Blue velvet angelfish

Scientific classification
- Kingdom: Animalia
- Phylum: Chordata
- Class: Actinopterygii
- Order: Acanthuriformes
- Family: Pomacanthidae
- Genus: Centropyge
- Species: C. deborae
- Binomial name: Centropyge deborae Shen, Ho & Chang, 2012

= Blue velvet angelfish =

- Authority: Shen, Ho & Chang, 2012

Species of fish

The blue velvet angelfish (Centropyge deborae), also known as the Fiji blue twilight angelfish, is a small species of marine angelfish, family Pomacanthidae. It is only known from Fiji where it was initially considered to be a variety or subspecies of the midnight pygmy angelfish.

==Description==
The blue velvet angelfish has an overall bluish-black colour, although in poor light it appears black. The caudal fin has a white rear margin and the rays of the pectoral fin are black separated by a transparent membrane. The dorsal fin has 13–14 spines and 16–17 soft rays while the anal fin has 3 spines and 17–18 soft rays.

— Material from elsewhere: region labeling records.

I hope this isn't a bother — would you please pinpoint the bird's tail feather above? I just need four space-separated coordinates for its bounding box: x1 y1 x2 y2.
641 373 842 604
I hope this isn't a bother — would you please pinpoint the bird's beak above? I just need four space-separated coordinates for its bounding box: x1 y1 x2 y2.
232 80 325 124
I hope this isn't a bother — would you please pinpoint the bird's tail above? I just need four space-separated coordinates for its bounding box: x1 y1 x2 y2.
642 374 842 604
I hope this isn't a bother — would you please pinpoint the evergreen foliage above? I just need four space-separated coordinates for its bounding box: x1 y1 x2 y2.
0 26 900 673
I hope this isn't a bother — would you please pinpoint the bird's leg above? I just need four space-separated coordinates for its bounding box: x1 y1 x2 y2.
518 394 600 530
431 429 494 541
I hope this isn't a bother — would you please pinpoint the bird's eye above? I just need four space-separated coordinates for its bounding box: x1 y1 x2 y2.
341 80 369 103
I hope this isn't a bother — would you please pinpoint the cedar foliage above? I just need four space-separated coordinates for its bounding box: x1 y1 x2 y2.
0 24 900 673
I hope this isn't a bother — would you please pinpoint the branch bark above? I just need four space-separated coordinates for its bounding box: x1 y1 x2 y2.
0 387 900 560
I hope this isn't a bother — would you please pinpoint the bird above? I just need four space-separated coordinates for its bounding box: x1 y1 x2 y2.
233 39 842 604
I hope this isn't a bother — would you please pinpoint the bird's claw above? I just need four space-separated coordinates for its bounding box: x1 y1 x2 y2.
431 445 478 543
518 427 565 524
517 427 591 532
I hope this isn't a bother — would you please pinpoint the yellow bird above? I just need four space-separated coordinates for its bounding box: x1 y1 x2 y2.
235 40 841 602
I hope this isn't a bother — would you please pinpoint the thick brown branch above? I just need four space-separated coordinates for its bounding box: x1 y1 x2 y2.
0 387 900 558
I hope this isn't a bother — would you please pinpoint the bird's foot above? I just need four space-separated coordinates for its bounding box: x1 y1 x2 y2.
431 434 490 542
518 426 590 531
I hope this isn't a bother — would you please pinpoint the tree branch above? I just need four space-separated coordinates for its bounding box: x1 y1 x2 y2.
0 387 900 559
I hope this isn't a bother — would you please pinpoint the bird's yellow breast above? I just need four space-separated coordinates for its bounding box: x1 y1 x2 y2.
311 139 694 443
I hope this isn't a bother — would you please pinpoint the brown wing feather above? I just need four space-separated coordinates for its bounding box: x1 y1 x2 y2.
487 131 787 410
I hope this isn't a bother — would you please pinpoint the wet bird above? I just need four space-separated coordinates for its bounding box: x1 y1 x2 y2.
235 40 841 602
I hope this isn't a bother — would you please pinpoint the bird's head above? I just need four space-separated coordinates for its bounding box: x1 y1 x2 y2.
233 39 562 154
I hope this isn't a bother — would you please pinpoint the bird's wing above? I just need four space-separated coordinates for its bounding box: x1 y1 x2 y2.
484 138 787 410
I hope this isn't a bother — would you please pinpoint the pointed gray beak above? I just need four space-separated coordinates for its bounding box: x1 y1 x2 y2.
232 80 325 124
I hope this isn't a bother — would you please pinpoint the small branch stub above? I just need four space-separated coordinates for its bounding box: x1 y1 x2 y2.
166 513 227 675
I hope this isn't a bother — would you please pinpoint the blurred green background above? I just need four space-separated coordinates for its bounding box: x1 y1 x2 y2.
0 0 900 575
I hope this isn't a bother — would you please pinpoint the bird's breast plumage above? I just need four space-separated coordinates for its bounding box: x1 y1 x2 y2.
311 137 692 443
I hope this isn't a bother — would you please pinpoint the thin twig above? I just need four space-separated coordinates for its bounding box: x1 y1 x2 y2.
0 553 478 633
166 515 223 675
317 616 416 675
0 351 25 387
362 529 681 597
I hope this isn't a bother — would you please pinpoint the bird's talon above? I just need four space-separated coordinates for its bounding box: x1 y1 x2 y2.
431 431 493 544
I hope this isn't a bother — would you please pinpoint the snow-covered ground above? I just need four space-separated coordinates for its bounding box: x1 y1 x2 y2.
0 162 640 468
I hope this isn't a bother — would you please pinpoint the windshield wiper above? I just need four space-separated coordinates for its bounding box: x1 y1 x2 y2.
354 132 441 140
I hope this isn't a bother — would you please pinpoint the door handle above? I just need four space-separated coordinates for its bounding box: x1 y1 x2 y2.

This species attains a maximum total length of 7 cm.

==Distribution==
The blue velvet angelfish is only known from Fiji.

==Habitat and biology==
The blue velvet angelfish is an extremely shy fish which often hides among rubble and rocks, particularly when alarmed, on seamounts.

==Systematics==
The blue velvet angelfish was first formally described in 2012 by Kang-Ning Shen, Hsuan-Ching Ho, and Chih-Wei Chang with the type locality given as Bligh Water, east of Yasawa Island in Fiji. The specific name honours Deborah Smith, wife of Walt Smith, a collector and trader in the aquarium trade who collected the type series. Within the genus Centropyge this species is considered to be incertae sedis. It was initially identified as C. nox but the blue tint and subsequent genetic analysis at the National Taiwan University confirmed it was a new species.

==Utilization==
The blue velvet angelfish makes an occasional appearance in the aquarium trade.